The unprecedented scale of forced displacement makes it a global crisis and an urgent policy concern. More than 100 million refugees, asylum seekers, and internally displaced persons (IDPs) are forcibly on the move because of persecution, war, and other related factors. As forced displacement has increasingly become complex and protracted, it is no longer a humanitarian issue alone; it is also a development challenge. Failure to resolve this crisis will not only pose serious risks to the millions of lives at stake, but will also inevitably challenge global stability, economic growth, and U.S. foreign policy objectives.
Tackling the complex challenges of forced displacement requires a holistic approach involving the government, development, humanitarian and private sectors.

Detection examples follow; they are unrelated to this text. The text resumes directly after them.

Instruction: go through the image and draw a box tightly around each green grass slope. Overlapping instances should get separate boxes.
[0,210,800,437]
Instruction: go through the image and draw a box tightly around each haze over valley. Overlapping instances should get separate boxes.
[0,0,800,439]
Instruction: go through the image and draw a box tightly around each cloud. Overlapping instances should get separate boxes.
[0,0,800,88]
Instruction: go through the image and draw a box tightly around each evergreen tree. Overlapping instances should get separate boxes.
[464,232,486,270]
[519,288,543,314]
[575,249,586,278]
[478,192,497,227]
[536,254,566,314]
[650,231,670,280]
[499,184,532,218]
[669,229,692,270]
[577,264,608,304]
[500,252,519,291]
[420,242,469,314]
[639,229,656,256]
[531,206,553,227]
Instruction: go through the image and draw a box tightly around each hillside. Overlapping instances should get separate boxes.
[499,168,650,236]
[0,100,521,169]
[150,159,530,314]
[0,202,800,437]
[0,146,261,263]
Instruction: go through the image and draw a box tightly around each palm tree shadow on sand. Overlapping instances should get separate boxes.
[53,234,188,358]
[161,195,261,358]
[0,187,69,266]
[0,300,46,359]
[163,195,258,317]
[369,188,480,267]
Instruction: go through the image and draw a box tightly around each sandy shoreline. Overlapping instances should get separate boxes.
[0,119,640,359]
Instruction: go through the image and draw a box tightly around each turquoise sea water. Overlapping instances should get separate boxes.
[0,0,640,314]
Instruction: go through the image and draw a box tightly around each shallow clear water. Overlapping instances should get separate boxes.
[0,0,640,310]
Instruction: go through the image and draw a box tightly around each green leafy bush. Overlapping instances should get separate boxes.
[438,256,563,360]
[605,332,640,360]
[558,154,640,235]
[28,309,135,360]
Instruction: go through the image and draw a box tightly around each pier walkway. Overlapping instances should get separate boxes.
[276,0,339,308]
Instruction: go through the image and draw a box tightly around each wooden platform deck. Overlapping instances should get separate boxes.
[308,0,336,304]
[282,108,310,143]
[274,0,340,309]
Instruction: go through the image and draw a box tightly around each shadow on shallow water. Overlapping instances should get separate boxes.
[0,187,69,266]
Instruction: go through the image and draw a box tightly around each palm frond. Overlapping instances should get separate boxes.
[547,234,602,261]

RAFDI will tackle the unexamined assumptions of forced displacement from the human development perspective, putting the agency and potential of the displaced people at the center of analysis. We will bring narratives informed by the lived experiences of those affected the most.
RAFDI will convene thought leaders and experts for constructive dialogue; provide filtered research and analysis; publish and disseminate reports; and provide policy briefings. Elements we will explore include:
Global Trends and Response: As the situation in Ukraine shows, forced displacement is a growing global problem that is not confined to a particular region. Is the current multinational response sufficient to meet the growing need? What can nations do to address the causes of forced displacement in the first place?
Protracted Displacements: Of the more than 26 million refugees worldwide, about 16 million people, including 1 million children born between 2018 and 2020, are living in protracted refugee situations. Syrian refugees in Jordan or South Sudanese in Kenya are not returning home soon. How do we address the long-term needs of children, women, youth, and the elderly trapped in limbo in host countries?
Refugee Resilience: RAFDI will serve as an incubator for policies and strategies that reinforce refugee resilience and create a pathway to a brighter future. A well-informed audience will view the displaced people differently, and shape their narratives as resilient people that can be part of the solutions if they are empowered and given the opportunity to fully integrate into the host society. What are the most sustainable ways to empower refugees to better their lives and increase their impact and self-reliance?
Policy Gaps and Framework: Given the multi-generational reality of forced displacement, the current approach of holding refugees in temporary camps, walled off from the host population, is no longer viable. Is a need for more coherent framework that includes revisiting some of the basic assumptions and terminologies enshrined both in U.S. law and in the United Nations lexicon? Where are the policy gaps?